Hulu depends on the open source distributed database management technology to store and provide real time-access to subscriber watch history. Cassandra keeps Hulu's content infinitely scalable and always available.
“Two years ago, we decided to re-write our service,” Rangel said. The challenge was to make the service scale to keep up with user growth . The experience has to follow a user from device to device, saving the previous session and starting up a show where it was left off.

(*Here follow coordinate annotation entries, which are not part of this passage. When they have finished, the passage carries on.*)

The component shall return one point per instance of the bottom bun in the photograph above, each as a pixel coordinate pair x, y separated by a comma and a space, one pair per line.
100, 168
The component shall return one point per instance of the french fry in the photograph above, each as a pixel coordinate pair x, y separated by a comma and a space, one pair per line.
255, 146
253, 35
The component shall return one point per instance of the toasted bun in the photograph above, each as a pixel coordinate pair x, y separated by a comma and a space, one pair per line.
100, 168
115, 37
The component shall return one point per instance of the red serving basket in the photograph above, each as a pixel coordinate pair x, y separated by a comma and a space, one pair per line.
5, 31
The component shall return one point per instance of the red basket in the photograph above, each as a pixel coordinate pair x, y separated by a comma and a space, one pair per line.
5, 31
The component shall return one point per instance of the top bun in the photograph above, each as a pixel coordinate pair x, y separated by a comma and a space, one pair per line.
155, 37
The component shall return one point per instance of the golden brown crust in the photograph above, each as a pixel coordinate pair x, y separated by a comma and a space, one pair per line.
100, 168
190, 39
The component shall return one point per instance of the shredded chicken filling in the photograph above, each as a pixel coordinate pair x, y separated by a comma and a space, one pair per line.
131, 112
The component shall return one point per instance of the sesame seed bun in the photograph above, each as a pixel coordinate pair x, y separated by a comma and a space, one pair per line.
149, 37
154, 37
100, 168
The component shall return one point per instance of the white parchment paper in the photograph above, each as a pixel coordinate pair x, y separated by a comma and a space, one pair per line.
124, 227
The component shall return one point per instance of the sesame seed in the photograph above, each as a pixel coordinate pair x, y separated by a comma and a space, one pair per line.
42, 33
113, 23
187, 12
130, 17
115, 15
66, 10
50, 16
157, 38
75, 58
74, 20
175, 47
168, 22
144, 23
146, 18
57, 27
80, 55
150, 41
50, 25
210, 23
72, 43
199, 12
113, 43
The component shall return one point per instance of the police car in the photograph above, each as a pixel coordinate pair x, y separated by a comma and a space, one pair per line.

“The problem was we couldn’t scale the writes,” he said. “The boxes couldn’t keep up with the growing database demands, and it wasn’t easy to increase the hardware without a lot of effort. It wouldn’t scale.” Rangel had a small team of people, and they needed something that would scale, but wasn’t overly complicated to manage.
Hulu's primary Cassandra cluster consists of 32 nodes split between two data centers, one on the east coast and the other on the west coast. Its watch history keyspace contains several billion CQL3 rows with approximately 1TB of unreplicated data per data center.
It’s tapped into every time someone watches a video or uses Hulu for a recommendation. It's also used for saving sessions across devices.
Path to Cassandra
“We looked at HBase and Riak at first,” said Rangel. “Cassandra was an afterthought.”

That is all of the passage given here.